また、ロールス・ロイスにはベントレーという兄弟ブランドもあります。そちらは現在のところフォルクスワーゲンの傘下となっており、ベントレーは、よりパーソナル色の強いドライバーズカーというキャラクターを前面に押し出すようになっています。そのためロールス・ロイスは、よりフォーマルなブランドとして見られています。
ロールス・ロイスがどんなクルマかと聞かれれば、世界最高の「ショーファードリブン」と答えてさしつかえないでしょう。ショーファードリブンとは、お抱え運転手付きのクルマのことです。つまり、オーナーは運転席ではなく、後席でゆったりとくつろぐクルマ。
もちろん価格は驚くほど高額です。たとえば代表モデルであるファントムであれば、1台が5000万~6000万円。ですからアジアの超高級ホテルが、お客様の送迎用に数十台単位で購入したときに、数10億円かかった! とニュースになるほど。
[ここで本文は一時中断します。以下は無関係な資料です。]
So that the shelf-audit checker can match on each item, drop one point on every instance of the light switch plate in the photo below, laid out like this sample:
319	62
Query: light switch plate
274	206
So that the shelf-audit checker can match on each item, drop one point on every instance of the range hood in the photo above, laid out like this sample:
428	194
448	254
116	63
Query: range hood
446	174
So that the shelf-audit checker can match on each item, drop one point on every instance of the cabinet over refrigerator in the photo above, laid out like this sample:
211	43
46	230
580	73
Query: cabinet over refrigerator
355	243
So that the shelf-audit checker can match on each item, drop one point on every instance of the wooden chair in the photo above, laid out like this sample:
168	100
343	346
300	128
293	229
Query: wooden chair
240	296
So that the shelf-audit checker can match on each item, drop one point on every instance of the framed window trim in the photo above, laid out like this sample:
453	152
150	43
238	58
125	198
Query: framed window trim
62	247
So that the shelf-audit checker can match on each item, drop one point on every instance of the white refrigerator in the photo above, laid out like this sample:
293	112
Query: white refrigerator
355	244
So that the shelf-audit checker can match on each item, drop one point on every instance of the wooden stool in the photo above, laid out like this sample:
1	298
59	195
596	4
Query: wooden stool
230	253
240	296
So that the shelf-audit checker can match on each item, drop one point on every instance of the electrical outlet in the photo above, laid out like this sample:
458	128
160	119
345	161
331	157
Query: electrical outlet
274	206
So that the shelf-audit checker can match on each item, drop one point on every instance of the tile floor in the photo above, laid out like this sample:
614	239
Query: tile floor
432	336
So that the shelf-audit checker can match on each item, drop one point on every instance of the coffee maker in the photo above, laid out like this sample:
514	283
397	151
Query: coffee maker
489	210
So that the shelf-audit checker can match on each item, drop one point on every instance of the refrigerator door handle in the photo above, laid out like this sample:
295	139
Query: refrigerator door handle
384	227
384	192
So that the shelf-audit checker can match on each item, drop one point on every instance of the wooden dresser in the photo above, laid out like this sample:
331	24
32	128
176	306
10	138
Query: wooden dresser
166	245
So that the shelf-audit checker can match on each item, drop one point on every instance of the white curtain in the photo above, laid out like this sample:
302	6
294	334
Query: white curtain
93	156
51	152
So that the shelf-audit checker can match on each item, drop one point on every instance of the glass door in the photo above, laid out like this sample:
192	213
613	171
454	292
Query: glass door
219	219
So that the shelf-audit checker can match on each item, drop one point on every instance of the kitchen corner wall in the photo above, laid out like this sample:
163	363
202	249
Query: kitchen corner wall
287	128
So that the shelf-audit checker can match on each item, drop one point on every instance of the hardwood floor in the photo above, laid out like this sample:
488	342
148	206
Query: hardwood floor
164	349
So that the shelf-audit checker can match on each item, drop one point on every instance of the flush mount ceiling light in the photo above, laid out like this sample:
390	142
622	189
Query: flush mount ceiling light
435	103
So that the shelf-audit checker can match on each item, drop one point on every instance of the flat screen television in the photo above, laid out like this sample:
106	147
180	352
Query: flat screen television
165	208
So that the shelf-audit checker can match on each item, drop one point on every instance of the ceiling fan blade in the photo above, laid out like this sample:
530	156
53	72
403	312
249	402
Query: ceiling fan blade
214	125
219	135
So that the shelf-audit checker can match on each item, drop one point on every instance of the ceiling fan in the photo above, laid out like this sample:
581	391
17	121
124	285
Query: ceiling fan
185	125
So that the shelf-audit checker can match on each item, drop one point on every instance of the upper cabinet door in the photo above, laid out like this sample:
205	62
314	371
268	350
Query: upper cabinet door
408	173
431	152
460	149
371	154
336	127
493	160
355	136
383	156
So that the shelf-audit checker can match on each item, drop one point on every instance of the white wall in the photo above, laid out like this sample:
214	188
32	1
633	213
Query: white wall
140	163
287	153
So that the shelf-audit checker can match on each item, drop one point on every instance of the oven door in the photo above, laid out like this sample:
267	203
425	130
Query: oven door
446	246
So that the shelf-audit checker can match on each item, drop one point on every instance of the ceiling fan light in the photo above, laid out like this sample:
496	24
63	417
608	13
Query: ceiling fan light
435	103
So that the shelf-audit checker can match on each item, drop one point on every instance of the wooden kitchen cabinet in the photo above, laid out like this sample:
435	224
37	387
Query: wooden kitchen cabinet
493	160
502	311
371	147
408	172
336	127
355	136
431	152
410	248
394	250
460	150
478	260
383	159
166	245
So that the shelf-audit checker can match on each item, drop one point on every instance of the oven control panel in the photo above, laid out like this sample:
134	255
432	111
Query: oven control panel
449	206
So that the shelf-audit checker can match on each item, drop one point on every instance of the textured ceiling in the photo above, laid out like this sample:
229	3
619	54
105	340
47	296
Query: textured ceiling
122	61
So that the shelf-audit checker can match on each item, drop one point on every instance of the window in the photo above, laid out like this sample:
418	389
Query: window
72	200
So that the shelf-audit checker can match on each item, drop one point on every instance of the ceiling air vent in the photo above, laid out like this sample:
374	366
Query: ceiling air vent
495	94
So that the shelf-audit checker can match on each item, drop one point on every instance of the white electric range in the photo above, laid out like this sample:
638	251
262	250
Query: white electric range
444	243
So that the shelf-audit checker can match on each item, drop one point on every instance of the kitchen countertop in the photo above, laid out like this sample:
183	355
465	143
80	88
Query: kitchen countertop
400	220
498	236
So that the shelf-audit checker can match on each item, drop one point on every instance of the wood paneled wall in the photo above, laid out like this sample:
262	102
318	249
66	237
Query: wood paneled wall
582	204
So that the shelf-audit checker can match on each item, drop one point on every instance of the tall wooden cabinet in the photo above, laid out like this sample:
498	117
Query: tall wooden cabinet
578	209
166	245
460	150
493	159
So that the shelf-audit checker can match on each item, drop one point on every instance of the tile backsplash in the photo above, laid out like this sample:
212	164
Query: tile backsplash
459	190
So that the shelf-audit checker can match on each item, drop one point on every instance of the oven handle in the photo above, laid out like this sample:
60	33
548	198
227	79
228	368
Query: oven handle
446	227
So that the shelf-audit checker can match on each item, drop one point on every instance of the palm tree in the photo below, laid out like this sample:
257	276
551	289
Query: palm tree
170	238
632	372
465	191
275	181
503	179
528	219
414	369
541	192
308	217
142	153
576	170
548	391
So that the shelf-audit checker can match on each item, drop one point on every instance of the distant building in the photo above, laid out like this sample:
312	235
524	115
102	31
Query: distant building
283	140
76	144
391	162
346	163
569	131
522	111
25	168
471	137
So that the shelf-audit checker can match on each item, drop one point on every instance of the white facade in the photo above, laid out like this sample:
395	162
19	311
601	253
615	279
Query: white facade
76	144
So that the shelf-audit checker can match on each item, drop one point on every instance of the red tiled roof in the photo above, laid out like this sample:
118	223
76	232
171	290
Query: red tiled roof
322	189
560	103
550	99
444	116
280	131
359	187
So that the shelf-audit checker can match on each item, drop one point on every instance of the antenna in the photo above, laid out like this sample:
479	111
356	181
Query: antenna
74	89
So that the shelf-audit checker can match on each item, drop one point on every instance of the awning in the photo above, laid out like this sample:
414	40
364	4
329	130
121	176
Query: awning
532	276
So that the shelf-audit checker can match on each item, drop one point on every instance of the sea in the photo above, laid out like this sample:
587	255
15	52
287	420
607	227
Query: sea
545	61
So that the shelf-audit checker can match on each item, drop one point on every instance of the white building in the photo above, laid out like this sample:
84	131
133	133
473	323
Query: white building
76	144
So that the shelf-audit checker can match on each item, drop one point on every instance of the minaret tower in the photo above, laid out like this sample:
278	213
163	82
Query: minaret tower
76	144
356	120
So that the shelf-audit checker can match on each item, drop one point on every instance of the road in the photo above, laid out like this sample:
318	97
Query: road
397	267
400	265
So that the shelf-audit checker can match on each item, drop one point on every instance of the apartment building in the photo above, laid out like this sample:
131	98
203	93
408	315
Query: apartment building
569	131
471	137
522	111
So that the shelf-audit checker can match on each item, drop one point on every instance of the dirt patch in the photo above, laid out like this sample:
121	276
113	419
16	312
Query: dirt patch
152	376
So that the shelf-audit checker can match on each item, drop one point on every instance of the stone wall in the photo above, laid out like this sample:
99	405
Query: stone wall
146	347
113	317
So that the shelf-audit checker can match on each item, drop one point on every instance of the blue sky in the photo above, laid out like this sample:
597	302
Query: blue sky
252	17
それほど高額なクルマですから、コストパフォーマンスを考えると、普通の人の選択肢には入ることはありません。
日本の会社であれば、どんなに偉い人でも、黒塗りのハイヤーで十分。また、メルセデスベンツのトップモデルであるSクラスマイバッハでも2000万円台です。普通の感覚であれば、マイバッハで十分に贅沢。国賓を迎えるときも、普通はSクラス同等が運用されているのではないでしょうか。
そういうわけですから、便利とか高性能とかコストとか、そういうものではなく、ひたすらに“贅を尽くす”ために選ばれる。それがロールス・ロイスと言えるでしょう。